Acontece que esta atitude de Cavaco Silva não é apenas a demonstração, aliás já repetida, do seu fiel comprometimento com o partido e com o governo. Hoje mesmo foi também noticiado que “as bases do PSD” – ainda assim pelos vistos menos acintosas que o presidente da república – reduziram a questão a um problema de “gestão comunicacional”, mas “aceitando” e “apoiando” de forma reiterada e desavergonhada o seu amado líder. Tanto a postura de Cavaco, velha sabedora da praxis laranja, como a postura de aceitação “natural” das bases do partido a uma chico-espertice de atropelo à lei, só servem na realidade para demonstrar, uma vez mais, por que linhas se cosem ou se pretendem coser muitos dos que se filiam, militam e dirigem um partido como o PSD.
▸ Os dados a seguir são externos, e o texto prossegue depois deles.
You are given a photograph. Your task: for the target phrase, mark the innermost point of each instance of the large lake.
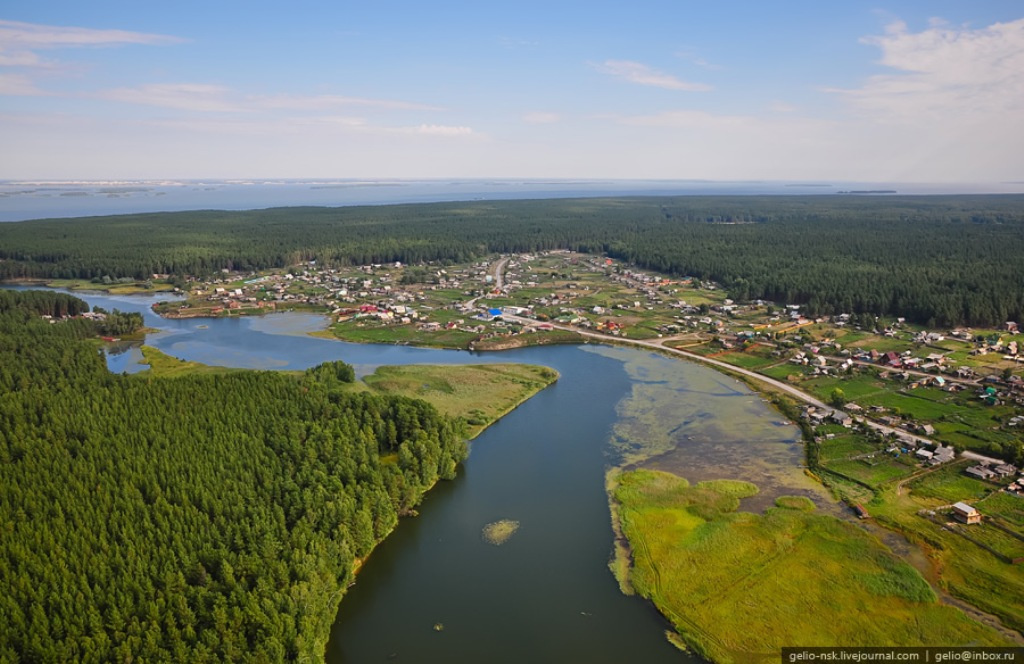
(547, 593)
(23, 200)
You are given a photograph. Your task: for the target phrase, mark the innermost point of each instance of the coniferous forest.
(942, 260)
(197, 519)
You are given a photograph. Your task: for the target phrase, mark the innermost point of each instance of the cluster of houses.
(991, 471)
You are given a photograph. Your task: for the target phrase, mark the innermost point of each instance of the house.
(966, 513)
(1005, 470)
(943, 455)
(981, 471)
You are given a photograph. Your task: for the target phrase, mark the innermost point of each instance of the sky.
(897, 90)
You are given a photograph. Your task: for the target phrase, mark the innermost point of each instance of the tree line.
(198, 519)
(943, 259)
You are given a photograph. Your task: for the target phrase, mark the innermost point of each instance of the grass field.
(960, 566)
(409, 334)
(165, 366)
(479, 393)
(873, 472)
(739, 586)
(950, 485)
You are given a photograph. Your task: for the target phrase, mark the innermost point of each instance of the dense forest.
(197, 519)
(942, 260)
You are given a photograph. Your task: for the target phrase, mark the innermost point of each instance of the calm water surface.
(546, 594)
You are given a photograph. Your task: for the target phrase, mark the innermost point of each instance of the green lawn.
(963, 568)
(950, 485)
(478, 393)
(873, 472)
(739, 586)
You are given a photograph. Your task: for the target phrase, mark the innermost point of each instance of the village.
(943, 398)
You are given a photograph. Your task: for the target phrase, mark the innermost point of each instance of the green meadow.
(739, 586)
(478, 393)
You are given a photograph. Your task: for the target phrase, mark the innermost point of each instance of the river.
(435, 590)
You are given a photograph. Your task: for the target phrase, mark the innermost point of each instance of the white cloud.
(640, 74)
(33, 36)
(946, 74)
(19, 41)
(541, 117)
(436, 130)
(781, 107)
(328, 101)
(17, 85)
(183, 96)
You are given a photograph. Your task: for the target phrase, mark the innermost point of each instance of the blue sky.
(923, 91)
É que a questão de fundo vai de facto muito além da situação isolada de Pedro Passos Coelho. As práticas de esperteza saloia por meios e relações de promiscuidade política, de jogos de bastidores, de esquemas, fraudes e fraudezinhas desde as leis fundamentais até aos favores autárquicos não são algo que aconteça apenas porque há dois ou três casos de gente “pouco séria” como “em toda a parte”. Não. É algo que nalgumas esferas partidárias é ensinado e estimulado com o argumento de que só recorrendo a tais práticas é que os aprendizes se conseguirão “safar na política” e com isso receber os desejados benefícios pessoais. É algo que medra como parte de uma estrutura que sobrevive pelo estímulo da vigarice permanente. Pela ideia de que tudo se compra e tudo se vende. Pelas teias da falsidade, da escapatória manhosa às leis, pela ganância e pelo jogo sujo. E o grande mal de tudo isto é que é precisamente nesta gentalha que tem recaído o voto e a confiança de muito boa gente. E talvez fosse bom que uma mudança – corajosa, real, efectiva – viesse pôr termo a todo este “mal cheiroso” regabofe da vergonha.